Le projet pilote relatif au planeur suivait son cours et le manuel d’utilisation rédigé par Tilly, qui ne contenait au départ que quelques pages, avait rapidement pris la consistance d’un ouvrage aussi épais que la Chimie Intermédiaire. En le recouvrant, Roland avait choisi, pour le titre, la couleur dorée.
De son côté Tonnerre apprenait progressivement à maîtriser le navire en acier qui, après avoir connu plusieurs soucis techniques et subi quelques améliorations, était fin prêt à prendre la mer.
En outre, la Tour des Sortilèges, spécialement construite à l’attention d’Ayesha, était achevée depuis la fin de l’automne. En raison de son style architectural et de sa hauteur incroyable, ce bâtiment en béton de cinq étages, bien plus grand encore que le château seigneurial, était immédiatement devenu le nouveau repère de la Cité Sans Hiver et le resterait sans doute jusqu’à l’achèvement du bâtiment Miracle.

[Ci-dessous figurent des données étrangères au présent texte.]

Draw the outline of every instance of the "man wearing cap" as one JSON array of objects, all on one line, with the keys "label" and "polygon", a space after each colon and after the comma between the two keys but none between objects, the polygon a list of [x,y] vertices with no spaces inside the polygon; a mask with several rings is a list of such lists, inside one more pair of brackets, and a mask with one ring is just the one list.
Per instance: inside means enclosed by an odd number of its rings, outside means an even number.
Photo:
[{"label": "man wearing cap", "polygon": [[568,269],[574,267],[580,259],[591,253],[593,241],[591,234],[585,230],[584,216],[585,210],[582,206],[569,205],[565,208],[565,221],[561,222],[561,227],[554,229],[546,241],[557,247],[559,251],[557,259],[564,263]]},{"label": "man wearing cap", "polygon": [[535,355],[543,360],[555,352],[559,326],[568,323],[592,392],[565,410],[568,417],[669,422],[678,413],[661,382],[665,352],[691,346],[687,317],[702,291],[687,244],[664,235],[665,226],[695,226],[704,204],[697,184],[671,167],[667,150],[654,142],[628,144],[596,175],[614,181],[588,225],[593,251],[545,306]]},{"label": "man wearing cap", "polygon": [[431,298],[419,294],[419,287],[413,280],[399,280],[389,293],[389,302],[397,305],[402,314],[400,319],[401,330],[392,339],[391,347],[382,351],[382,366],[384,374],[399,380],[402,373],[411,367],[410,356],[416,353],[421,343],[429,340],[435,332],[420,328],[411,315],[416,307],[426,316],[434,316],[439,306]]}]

Outre tout ceci, la construction de la tour de fractionnement du pétrole et de la nouvelle usine d’assemblage du nouveau moteur électrique était également sur le point d’être achevée. Autrefois, à l’approche de l’hiver, la Région de l’Ouest semblait entrer en hibernation mais ce n’était plus le cas depuis la création de la Cité Sans Hiver. Cette année-là, la ville était en pleine effervescence. De la Mine du Versant Nord au Port des Eaux Peu Profondes, on voyait partout des gens affairés et de nouvelles maisons. L’animation qui régnait dans la ville impressionnait tous les commerçants de passage.
Un mois et demi plus tard, la Première Armée, enfin de retour après une longue absence, fut accueillie à grands cris par les habitants dans la prairie suburbaine.
Ce même jour, les flocons de neige se mirent à tomber.
Un long hiver commençait.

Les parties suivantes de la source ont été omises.